Le tissu le plus dense, l’os, absorbe presque toute l’énergie dirigée vers lui, empêchant les rayons X d’atteindre le film ou la plaque. Ces zones apparaissent en blanc sur la radiographie. À l’inverse, les liquides corporels absorbent très peu d’énergie, ce qui permet à la majorité de l’énergie du photon d’atteindre la plaque. Ces zones apparaissent en noir sur l’image finale. [1]

Le vétérinaire peut ensuite interpréter l’image finale pour identifier les changements susceptibles d’expliquer la boiterie d’un cheval.

Utilisation clinique

Les vétérinaires utilisent les rayons X pour évaluer les os et les articulations du cheval. Dans certains cas, ils peuvent aussi recourir aux radiographies pour rechercher certains types d’anomalies des tissus mous.

Les utilisations courantes des rayons X comprennent : [1]

Équipement

Un système de radiographie vétérinaire comporte deux éléments de base : le générateur de rayons X et la cassette. [1]

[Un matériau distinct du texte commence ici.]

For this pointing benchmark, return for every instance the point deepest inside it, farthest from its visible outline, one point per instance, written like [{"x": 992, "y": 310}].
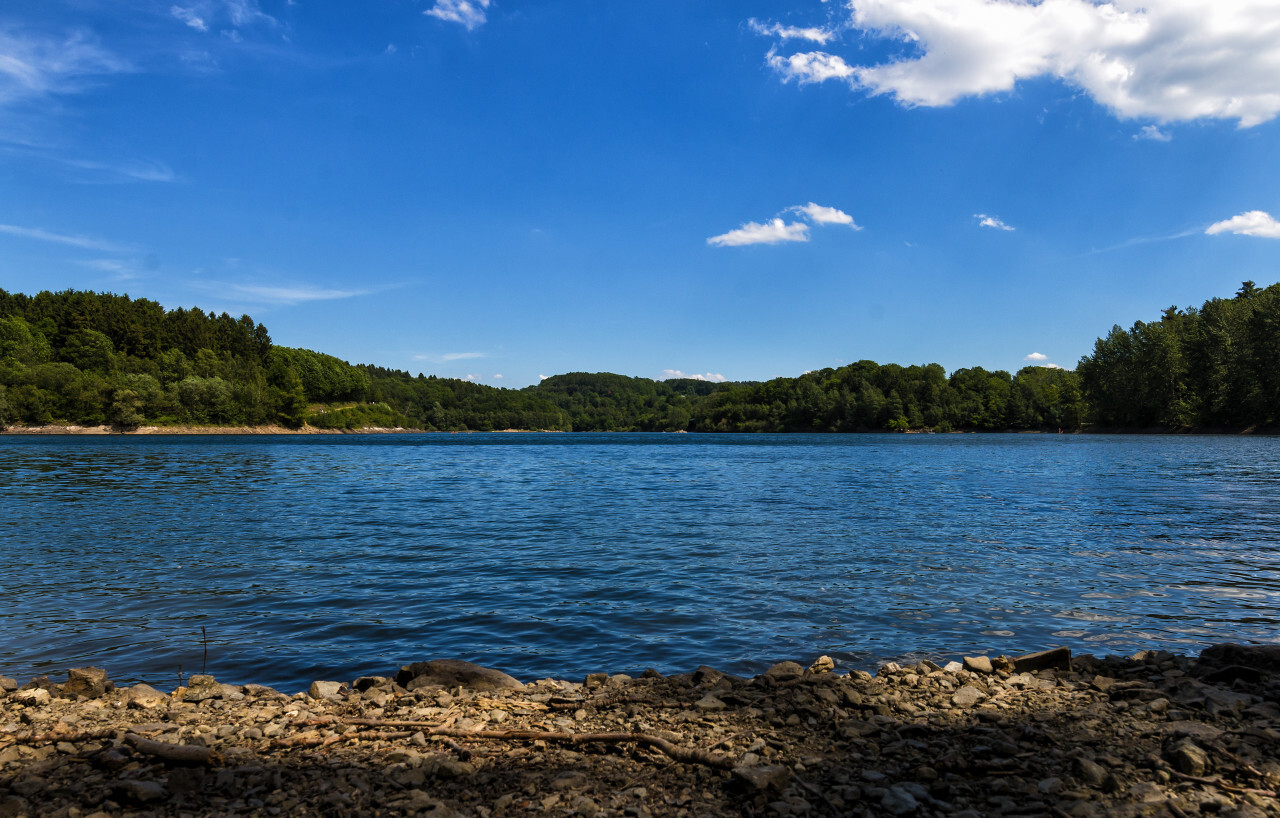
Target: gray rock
[
  {"x": 1188, "y": 758},
  {"x": 366, "y": 682},
  {"x": 763, "y": 777},
  {"x": 570, "y": 780},
  {"x": 978, "y": 665},
  {"x": 968, "y": 697},
  {"x": 201, "y": 689},
  {"x": 1056, "y": 658},
  {"x": 85, "y": 681},
  {"x": 899, "y": 801},
  {"x": 33, "y": 697},
  {"x": 325, "y": 690},
  {"x": 144, "y": 698},
  {"x": 1089, "y": 772},
  {"x": 453, "y": 673},
  {"x": 784, "y": 672},
  {"x": 1258, "y": 657},
  {"x": 822, "y": 665}
]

Les générateurs produisent les photons enregistrés par la cassette. De nombreux vétérinaires équins utilisent des générateurs mobiles, qui leur permettent de prendre des radiographies directement à l’écurie. Ces unités sont portatives et ne nécessitent qu’une source d’alimentation. Toutefois, elles sont moins puissantes que les appareils utilisés en clinique, ce qui les rend plus susceptibles de produire des images floues. Il est également plus difficile d’obtenir des images adéquates de l’épaule, du bassin et d’autres structures, car l’appareil n’est pas suffisamment puissant pour transmettre les photons à travers les tissus plus denses. [1]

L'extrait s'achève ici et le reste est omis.